魔力を喪った賢者の娘は、とある帝国公爵の呪いを解いてあげたのです……が? ~傾く領地を立て直したら、彼が私に傾いてきた~
『さすがに、なにかひとつくらいあるだろ? 貴族じゃなかったらこういう暮らしがしてみたかったとか、憧れの人物とか、行ってみたかった場所とか。俺はお前に大きな借りがあるから、できる限りの要望は応えてやりたいと思ってる』
『私の、要望……』

 戸惑いながらも、私はどうして彼がこんなことを言い出したのか、少しずつ理解してゆく。
そうだ……スレイバート様は呪いから解放され、生き急ぐ必要もなくなった。ということは、急いで婚約をする必要なんて、もうないのだ。

(バカだなぁ、私って……)

 そして、気付く。彼と結ばれることを当然のように信じ込んでしまっていた、至らない自分に。
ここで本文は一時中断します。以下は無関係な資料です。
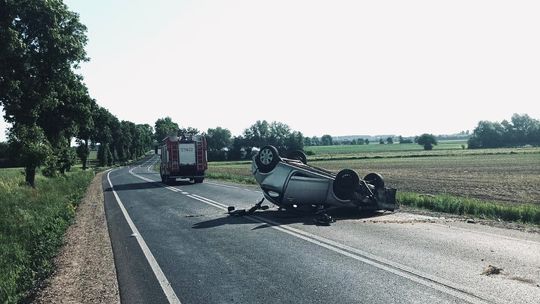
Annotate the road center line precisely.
[107,170,180,304]
[125,165,496,303]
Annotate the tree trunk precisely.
[24,165,36,188]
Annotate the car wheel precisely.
[333,169,360,200]
[255,146,280,173]
[364,173,384,189]
[287,150,307,164]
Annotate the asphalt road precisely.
[103,157,540,303]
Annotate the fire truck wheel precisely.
[255,146,280,173]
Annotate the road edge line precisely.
[107,170,181,304]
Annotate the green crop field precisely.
[208,142,540,223]
[0,168,94,303]
[305,140,467,156]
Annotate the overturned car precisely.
[252,146,397,215]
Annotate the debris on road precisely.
[482,265,503,276]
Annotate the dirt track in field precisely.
[313,154,540,204]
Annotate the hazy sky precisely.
[1,0,540,140]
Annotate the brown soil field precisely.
[208,153,540,204]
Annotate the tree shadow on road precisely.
[104,180,194,192]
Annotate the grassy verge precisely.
[397,191,540,225]
[0,169,94,303]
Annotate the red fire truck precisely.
[159,135,208,183]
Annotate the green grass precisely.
[207,145,540,224]
[305,140,467,155]
[397,192,540,225]
[0,168,94,303]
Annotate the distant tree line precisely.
[468,114,540,149]
[0,0,153,186]
[188,120,304,160]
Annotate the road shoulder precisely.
[34,173,120,303]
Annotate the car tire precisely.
[333,169,360,200]
[287,150,307,164]
[364,173,384,190]
[255,146,280,173]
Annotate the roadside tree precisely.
[0,0,87,186]
[416,133,437,150]
[154,116,180,143]
[321,134,334,146]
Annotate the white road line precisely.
[107,171,180,304]
[193,194,228,210]
[187,195,227,210]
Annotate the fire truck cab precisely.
[159,135,208,183]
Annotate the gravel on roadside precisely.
[33,173,120,304]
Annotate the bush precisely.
[0,170,93,303]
 あくまで私がここに呼ばれたのは、呪いからこのボースウィン領を守るため。緊急的に血筋が必要だっただけで、私個人が望まれていたわけじゃない。それに、もしかするとスレイバート様にも意中の人だっていたかも知れない。今になって私の存在が邪魔になってくるということも、十分あり得るのだ。

 わかっている……スレイバート様が私を都合のいい道具扱いしたりする人じゃないってことは。でも考えてみたら、こうしてここに私が存在していることも……彼に対して、あなたは自分を救った相手と結ばれるべきなんですよ、という無言のアピールにもなってるんじゃないか、なんて思えて――。